/PLVC

Primary LanguagePython

Perceptual Learned Video Compression with Recurrent Conditional GAN

The project page for the paper:

Ren Yang, Radu Timofte and Luc Van Gool, "Perceptual Learned Video Compression with Recurrent Conditional GAN", in Processings of the International Joint Conference on Artificial Intelligence (IJCAI), 2022. [Paper]

If our paper is useful for your research, please cite:

@inproceedings{yang2022perceptual,
  title={Perceptual Video Compression with Recurrent Conditional GAN},
  author={Yang, Ren and Timofte, Radu and Van Gool, Luc},
  booktitle={Processings of the International Joint Conference on Artificial Intelligence (IJCAI)},
  year={2022}
}

If you have questions, please contact:

Ren Yang @ ETH Zurich, Switzerland

Email: r.yangchn@gmail.com

Acknowledgement

Our discriminator, included in the folder "hific", is built upon HiFiC.

Codes

Training data

  • Download the training data. We train the models on the Vimeo90k dataset (Download link) (82G). After downloading, please run the following codes to generate "folder.npy" which contains the directories of all training samples.
def find(pattern, path):
    result = []
    for root, dirs, files in os.walk(path):
        for name in files:
            if fnmatch.fnmatch(name, pattern):
                result.append(root)
    return result

folder = find('im1.png', 'path_to_vimeo90k/vimeo_septuplet/sequences/')
np.save('folder.npy', folder)
  • Compress I-frames. In PLVC, we compress the I-frames by HiFiC (https://hific.github.io/). Please first encode the first frame in each training clip, i.e., im1.png, by HiFiC, and name the compressed images as im1_lo.png, im1_mi.png and im1_hi.png for the low-, medium- and high-quality configurations of HiFiC, respectively.

Dependency

  • Tensorflow 1.12

    (Since we train the models on tensorflow-compression 1.0, which is only compatibable with tf 1.12, the pre-trained models are not compatible with higher versions.)

  • Tensorflow-compression 1.0 (Download link)

    (After downloading, put the folder "tensorflow_compression" to the same directory as the codes.)

  • SciPy 1.2.0

    (Since we use misc.imread, do not use higher versions in which misc.imread is removed.)

  • Pre-trained models by MSE loss (Download link)

    (Download the folder "model" to the same directory as the codes.)

  • compare-gan 3.0

  • lpips-tensorflow (https://github.com/alexlee-gk/lpips-tensorflow)

Training

python PLVC_training.py --q mi

The PLVC has three quality configurations, i.e., "lo", "mi" and "hi" for low-, medium- and high-quality models, respectively.

Test

Pre-trained models: https://data.vision.ee.ethz.ch/reyang/PLVC_model.zip

Test code:

The backbone (generator) of PLVC has the same architecture as RLVC. Therefore the pre-trained PLVC models can be directly loaded and tested by the inference code of RLVC, with the following adjustments:

  1. In PLVC, we use bi-IPPP with GOP = 9, hence set both "--f_p" and "--b_p" to 4 in RLVC.py.
  2. The PLVC models are fine-tuned from the PSNR-optimized RLVC models, and the "lo", "mi" and "hi" quality models corresponds to lambda = 256, 512 and 1024, respectively.

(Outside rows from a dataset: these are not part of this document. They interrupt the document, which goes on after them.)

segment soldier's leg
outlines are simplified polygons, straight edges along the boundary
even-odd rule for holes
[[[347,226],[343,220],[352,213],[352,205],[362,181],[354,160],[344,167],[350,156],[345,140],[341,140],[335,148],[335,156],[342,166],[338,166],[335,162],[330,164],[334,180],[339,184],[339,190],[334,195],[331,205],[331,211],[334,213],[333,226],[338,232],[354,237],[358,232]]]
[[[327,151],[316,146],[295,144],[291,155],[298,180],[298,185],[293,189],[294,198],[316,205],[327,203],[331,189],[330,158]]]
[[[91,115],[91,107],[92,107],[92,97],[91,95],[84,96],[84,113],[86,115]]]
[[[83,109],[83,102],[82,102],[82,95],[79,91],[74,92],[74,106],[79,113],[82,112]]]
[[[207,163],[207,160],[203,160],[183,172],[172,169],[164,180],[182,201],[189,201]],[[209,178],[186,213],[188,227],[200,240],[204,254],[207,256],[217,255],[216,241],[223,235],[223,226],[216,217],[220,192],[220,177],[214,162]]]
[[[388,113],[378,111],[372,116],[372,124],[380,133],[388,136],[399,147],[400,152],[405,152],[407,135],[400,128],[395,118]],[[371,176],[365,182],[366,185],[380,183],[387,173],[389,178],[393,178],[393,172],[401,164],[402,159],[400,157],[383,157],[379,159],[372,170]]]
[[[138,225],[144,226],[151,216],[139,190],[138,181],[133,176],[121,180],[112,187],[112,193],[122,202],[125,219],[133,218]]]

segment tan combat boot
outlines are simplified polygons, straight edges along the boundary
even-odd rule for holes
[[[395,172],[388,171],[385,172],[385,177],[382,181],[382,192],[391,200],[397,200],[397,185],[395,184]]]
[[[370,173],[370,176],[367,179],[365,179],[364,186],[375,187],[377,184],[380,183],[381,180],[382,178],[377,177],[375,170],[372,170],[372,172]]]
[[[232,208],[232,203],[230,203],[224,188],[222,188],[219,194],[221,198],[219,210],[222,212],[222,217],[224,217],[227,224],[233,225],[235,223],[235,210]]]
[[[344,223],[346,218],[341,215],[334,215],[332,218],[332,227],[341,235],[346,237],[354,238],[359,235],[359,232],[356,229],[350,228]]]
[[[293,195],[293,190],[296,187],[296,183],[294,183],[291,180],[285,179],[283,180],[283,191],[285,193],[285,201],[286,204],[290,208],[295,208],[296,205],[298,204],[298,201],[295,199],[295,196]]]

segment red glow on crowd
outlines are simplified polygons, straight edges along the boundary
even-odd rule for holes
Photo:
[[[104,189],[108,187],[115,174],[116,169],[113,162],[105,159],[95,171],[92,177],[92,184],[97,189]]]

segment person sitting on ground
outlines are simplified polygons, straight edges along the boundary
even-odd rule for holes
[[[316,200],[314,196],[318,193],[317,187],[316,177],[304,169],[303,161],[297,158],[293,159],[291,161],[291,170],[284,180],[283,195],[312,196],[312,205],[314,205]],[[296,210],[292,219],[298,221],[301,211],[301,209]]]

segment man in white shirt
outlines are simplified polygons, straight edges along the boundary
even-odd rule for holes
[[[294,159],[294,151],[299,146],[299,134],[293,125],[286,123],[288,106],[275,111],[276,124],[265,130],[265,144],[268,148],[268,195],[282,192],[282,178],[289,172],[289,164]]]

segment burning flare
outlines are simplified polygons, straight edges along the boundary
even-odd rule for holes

Therefore, set "--l" in RLVC.py to 256, 512 or 1024 according to the quality setting of PLVC.
  3. Compress the I-frames (every 9 frames) by HiFiC at the corresponding quality ("lo", "mi" and "hi" models of HiFiC corresponds to the "lo", "mi" and "hi" models of PLVC, respectively). Save the compressed frames (e.g., f001.png, f010.png, f019.png, etc.) to "path_com" defined here, and the compressed bitstream (e.g., f001.bin, f010.bin, f019.bin, etc.) to "path_bin" defined [here](to "path_com" defined here).
  4. Change the model path to the downloaded PLVC models.
  5. Comment (or delete) the codes that compress I-frames at line 77 to 90 in helper.py.
  6. Then, run RLVC.py to test PLVC.